An Interview with the MA SGA Representatives

Read Time:4 Minute, 32 Second
Hengrui Liu (left) and Nathasha Soon (right)
Hengrui Liu (left) and Nathasha Soon (right)

A discussion with new 1st year MA SGA representatives, Hengrui Liu and Nathasha Soon:

Could you tell me a little bit about your background prior to coming to SAIS and what you plan to study here?

Hengrui: I come from Chengdu, China, but got my BA from Brandeis University. During my time at Brandeis, I served as a research assistant to a Chinese history professor. I later returned to China where I interned with the US-China Business Council in Beijing and analyzed government policies related to US companies operating in China. I study ERE here at SAIS.

Nathasha: I’m from Seattle, WA, and attended the University of Washington where I majored in Economics and Psychology. After graduating in 2013, I worked for a year in consumer banking, and then decided to apply to graduate school. I also used this time to travel to Southeast Asia, where much of my family is from. I am pursuing a dual-concentration in International Law and Conflict Management, and also hope to complete the Infrastructure and Finance specialization.

What first inspired you both to run for SGA office?

Nathasha: I really wanted to be more involved with SAIS and get to know the community better. I’m learning to appreciate all that the SAIS community has to offer to students. I hope to bond the students more closely to their administration and build greater cohesion in the community.

Hengrui: I used to be the VP of the Chinese Students and Scholarship Association, so I have some prior skills and experience.
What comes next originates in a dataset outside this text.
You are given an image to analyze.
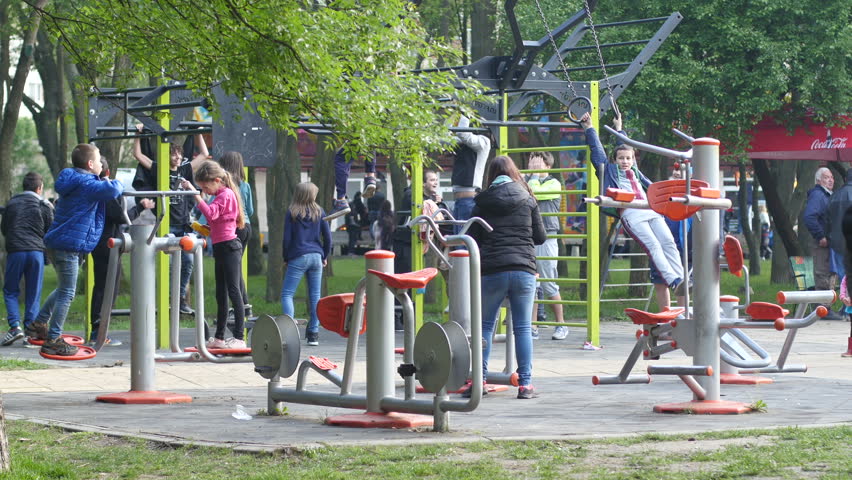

I wanted to contribute these skills to my new community at SAIS. More importantly, I want to make SAISers’ lives and studies easier.  

What is it that you hope to achieve within this first year as SGA representatives?

Nathasha: I want to increase student attendance of SGA events and build more community. There are many different students at SAIS, such as MAs, MIPPs, MIEFs, Nanjing students, Bologna students, etc., and I’d like to bring those minds together.

Hengrui: Going off what Nathasha said, not too many students are aware of SGA’s role in SAIS. I want students to become more cognizant of how we can help them. I want SAIS students to be content and comfortable during their time here, and I’d like to be a channel for students to express their thoughts and concerns.  

You asked students to express their concerns on the SAIS 2017 Facebook page. Among those that were expressed, which do you think are actionable?

Hengrui: Many students expressed concern over bike racks. Many do not know, myself included, however, that there is one underneath the BOB building. Hence, there may be some lack of communication between students and administration regarding the extent of facilities available to them. This is what I am trying to work on. Students also expressed an interest in a bike pump, which is something we are working on and hope to provide soon. Students have provided many great suggestions. Some we can act on quickly, whereas others will take time. Finding solutions will require support from both students and administrators.

Nathasha: Personally, I [want to] collaborate with Career Services in being more responsive to students and giving feedback to Career Services of the needs of the student body. I want to bring to Jean-Amiel’s attention that the professional development courses are not efficient for the diversity of students we have at SAIS, especially in terms of course length and excessive assignments.

What have you found to be most enjoyable about your new position?

Nathasha: It’s great to meet with other members of the SGA and learn more about how things are operating.

Hengrui: The most exciting thing for me is the interactions with students. The Facebook example is a good one; I was able to get a lot of input on how to make improvements to student life in SAIS, which is important.

How would you characterize the role of SGA?

Nathasha: The role that we have in student government is very fluid. We solicit opinions from students, many of which we also share, and bring them to administrators, all to build community. We all only have two years here, and we want to make sure students can make the most of their time.

Hengrui: I think the role of SGA is to be an intermediary between students and administrators. This requires clear communication to and from both sides. I think this communication is the most important task of SGA.

What has been the most difficult part of your taking on SGA responsibilities?

Nathasha: I don’t think it’s been difficult at all! When I have more responsibilities, I become more efficient. This has made me more sharp, actually.

Hengrui: I agree with Nathasha regarding efficiency. We are in graduate school, where the curriculum is much more rigorous. It’s all about time management. I’m very excited to be elected, but I am also more aware of the responsibilities I now have.

What would you say are the most important qualities for an SGA representative to have?

Hengrui: I would say passion. You have to have passion in order to make changes.

Nathasha: You have to be very sociable. You need to be able to connect with people and share perspectives fluidly between students and administrators.